Wednesday, February 26, 2020
Philips Maps Out a New Direction Case Study Example | Topics and Well Written Essays - 750 words
Philips Maps Out a New Direction - Case Study Example By cutting down to just 3 major divisions, the company's focus is likely to sharpen. Using multiple business units to produce a wide range of products would most likely result of wastage of resources, cost inefficiencies, and lack of a unified direction for the company as a whole. (A&AS, 2002) Cutting down to just 3 units therefore, among other things, aims to reduce operating costs. Divisions which need similar raw materials, man-power and expertise are merged into one unit so that resources can be utilized more efficiently. (A&AS, 2002) This sort of reorganization would also increase brand awareness and recognition, as the products would be better positioned in the minds of the consumers. Producing a wide range of products under one brand name usually creates confusion for the consumers as to what exactly to identify the brand with.

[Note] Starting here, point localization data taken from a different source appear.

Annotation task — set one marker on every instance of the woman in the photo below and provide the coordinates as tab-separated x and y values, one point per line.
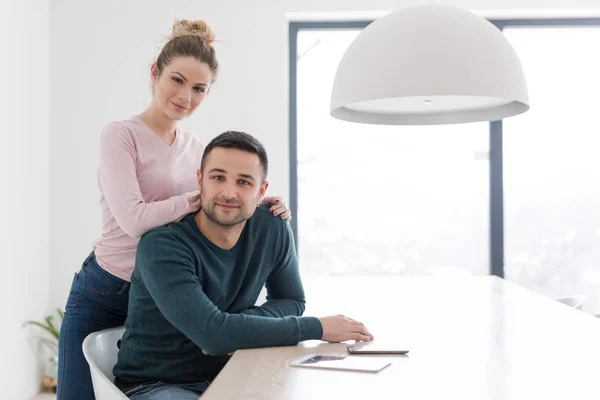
147	179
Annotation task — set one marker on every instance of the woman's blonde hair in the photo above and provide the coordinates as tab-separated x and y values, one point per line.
189	39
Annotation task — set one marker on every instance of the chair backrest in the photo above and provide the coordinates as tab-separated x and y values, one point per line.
576	301
100	351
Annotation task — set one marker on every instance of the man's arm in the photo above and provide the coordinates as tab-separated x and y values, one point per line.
285	294
166	267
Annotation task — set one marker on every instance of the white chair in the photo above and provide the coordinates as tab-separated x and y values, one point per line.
100	351
574	301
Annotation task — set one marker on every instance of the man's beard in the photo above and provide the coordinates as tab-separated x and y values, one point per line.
227	220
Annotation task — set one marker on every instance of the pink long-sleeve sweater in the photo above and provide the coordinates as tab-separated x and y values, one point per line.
144	183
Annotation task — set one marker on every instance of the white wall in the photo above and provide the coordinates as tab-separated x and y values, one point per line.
24	263
101	52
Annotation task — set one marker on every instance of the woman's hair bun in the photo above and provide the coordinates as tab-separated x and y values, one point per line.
193	28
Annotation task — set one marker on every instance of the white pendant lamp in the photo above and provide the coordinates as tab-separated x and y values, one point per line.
429	65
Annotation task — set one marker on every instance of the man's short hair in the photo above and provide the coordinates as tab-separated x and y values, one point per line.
240	141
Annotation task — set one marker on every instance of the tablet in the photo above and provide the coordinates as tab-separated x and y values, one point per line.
359	364
375	348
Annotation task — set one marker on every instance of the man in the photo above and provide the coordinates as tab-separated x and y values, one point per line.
196	282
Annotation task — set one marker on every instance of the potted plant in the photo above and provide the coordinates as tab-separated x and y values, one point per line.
51	343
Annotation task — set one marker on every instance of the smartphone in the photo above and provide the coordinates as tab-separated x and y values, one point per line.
373	347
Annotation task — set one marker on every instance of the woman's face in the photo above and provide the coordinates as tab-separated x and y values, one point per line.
181	87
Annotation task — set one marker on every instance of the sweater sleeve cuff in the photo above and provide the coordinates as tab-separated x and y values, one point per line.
311	328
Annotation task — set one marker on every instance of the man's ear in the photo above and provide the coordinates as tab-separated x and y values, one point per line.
199	178
263	190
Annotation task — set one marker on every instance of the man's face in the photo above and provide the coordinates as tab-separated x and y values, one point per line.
231	186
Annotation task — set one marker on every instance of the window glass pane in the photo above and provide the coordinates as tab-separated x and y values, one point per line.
552	168
384	200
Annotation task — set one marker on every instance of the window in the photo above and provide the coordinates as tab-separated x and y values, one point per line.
552	167
384	200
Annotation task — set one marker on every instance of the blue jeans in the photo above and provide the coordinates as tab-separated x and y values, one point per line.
166	391
98	300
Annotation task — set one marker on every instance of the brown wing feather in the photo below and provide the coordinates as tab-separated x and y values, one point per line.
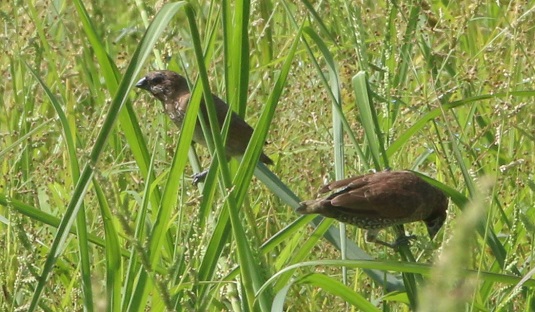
384	194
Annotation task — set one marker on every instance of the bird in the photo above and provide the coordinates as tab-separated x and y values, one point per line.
378	200
173	91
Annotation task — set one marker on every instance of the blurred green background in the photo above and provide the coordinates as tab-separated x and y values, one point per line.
97	209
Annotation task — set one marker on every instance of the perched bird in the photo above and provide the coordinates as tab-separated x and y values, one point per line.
379	200
173	91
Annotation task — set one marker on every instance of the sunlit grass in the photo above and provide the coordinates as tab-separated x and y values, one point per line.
335	89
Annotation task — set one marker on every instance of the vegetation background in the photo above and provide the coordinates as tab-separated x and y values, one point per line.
97	211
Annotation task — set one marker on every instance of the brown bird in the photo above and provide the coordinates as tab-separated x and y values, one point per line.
379	200
173	91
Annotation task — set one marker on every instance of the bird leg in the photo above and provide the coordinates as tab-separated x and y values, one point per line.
199	177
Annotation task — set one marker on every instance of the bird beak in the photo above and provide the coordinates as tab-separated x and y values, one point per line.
143	83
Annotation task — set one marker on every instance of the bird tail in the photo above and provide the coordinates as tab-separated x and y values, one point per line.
265	159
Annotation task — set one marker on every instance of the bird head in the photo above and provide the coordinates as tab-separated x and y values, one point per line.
435	221
163	84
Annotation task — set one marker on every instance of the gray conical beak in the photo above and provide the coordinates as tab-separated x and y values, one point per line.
143	83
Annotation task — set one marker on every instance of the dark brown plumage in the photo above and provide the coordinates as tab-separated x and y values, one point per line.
378	200
173	91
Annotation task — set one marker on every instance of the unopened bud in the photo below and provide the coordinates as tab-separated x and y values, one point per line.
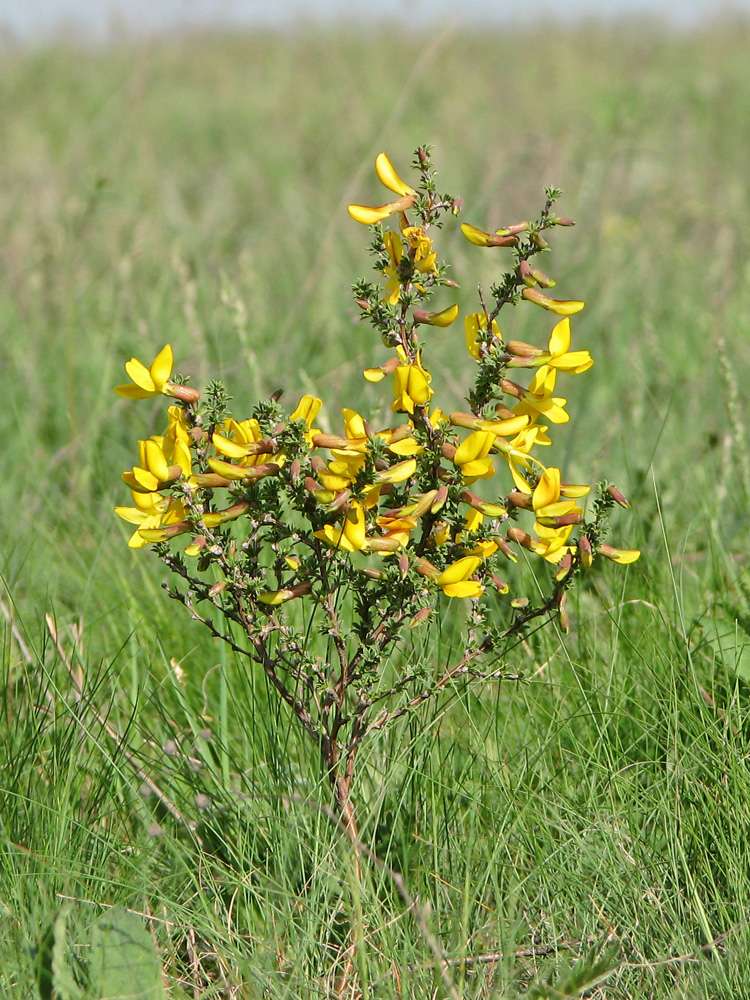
440	497
210	480
184	393
522	500
444	318
560	521
563	567
339	501
512	388
561	307
425	568
585	552
521	349
420	617
516	534
514	230
525	273
506	550
619	498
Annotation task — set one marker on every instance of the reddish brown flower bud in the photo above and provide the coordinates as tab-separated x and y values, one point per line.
514	230
512	388
425	568
506	550
563	567
521	349
182	392
516	534
420	617
440	497
519	499
585	551
340	500
210	480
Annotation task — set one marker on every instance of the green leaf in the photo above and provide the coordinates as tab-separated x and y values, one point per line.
584	976
63	980
123	964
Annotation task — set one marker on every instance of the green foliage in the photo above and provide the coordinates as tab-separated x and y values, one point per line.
608	791
122	961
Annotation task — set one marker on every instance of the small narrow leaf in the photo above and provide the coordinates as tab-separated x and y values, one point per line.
123	964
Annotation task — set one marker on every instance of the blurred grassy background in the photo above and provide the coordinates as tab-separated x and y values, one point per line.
194	192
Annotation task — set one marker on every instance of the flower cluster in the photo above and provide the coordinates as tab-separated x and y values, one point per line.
371	506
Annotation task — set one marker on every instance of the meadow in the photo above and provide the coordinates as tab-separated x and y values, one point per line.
194	191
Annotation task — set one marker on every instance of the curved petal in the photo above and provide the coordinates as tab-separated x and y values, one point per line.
161	367
559	340
141	375
389	178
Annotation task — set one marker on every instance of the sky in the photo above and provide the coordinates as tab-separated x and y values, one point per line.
37	20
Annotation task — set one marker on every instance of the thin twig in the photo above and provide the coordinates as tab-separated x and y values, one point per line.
412	904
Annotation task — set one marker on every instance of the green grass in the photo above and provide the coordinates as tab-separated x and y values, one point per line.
194	192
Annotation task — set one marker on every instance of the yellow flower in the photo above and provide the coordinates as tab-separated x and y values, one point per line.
562	307
395	249
351	535
454	581
154	381
411	384
307	410
421	244
548	507
621	556
162	460
481	239
558	356
395	272
151	510
473	455
389	178
538	399
443	318
475	323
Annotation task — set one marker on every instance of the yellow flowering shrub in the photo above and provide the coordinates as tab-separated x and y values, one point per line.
255	512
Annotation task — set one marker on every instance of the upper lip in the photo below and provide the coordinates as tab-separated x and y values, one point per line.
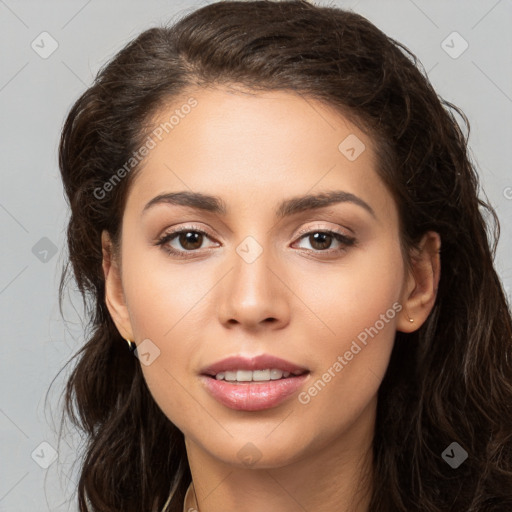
261	362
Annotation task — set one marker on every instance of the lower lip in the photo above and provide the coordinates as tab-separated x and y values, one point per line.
253	396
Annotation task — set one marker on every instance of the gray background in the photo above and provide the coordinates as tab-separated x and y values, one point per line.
35	95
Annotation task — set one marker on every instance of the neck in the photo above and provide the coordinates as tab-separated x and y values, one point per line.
334	474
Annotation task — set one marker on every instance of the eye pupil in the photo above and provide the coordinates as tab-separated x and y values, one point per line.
190	237
319	238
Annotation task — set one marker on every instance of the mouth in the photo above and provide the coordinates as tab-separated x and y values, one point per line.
245	376
253	384
261	368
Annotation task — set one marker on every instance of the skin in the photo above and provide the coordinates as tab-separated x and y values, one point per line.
294	301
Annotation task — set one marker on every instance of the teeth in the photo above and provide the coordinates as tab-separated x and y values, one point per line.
256	375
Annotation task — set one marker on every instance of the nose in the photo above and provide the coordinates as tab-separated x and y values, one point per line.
254	294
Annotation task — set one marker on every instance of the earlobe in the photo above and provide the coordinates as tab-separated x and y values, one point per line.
114	296
420	290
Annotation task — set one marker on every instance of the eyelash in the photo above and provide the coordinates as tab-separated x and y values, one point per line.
167	237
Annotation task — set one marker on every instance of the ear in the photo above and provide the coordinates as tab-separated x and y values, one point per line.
420	288
114	296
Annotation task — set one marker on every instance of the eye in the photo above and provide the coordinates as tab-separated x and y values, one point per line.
321	240
189	238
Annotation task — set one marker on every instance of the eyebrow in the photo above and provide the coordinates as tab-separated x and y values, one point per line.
286	208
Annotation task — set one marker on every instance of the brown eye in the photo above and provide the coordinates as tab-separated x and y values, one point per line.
321	241
190	240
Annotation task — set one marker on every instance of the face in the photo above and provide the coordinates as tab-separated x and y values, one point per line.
319	285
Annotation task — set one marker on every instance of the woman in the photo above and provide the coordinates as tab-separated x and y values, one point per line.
271	203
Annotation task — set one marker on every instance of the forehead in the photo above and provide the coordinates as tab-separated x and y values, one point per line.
254	147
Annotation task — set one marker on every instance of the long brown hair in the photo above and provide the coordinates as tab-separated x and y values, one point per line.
449	381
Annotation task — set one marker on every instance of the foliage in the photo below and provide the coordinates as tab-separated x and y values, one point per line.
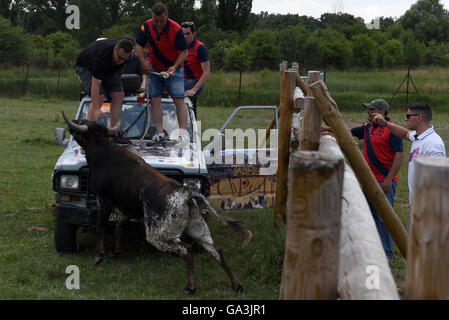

By divesting low-margin products, and focusing a narrower and better defined product mix, this confusion would be minimized. (A&AS, 2002) The sort of r estructuring which entails divesting products and cutting down number of work units usually results in laying-off employees. This could result in unemployment, not to mention lower job security for existing employees. As is mentioned in the case, Philips faces problems when it comes to brand recognition, as Philips products are marketed in North America under a variety of names. Also, Philips LCD television technology currently has the No.2 spot in China, however, this success could be short-lived if China pumps.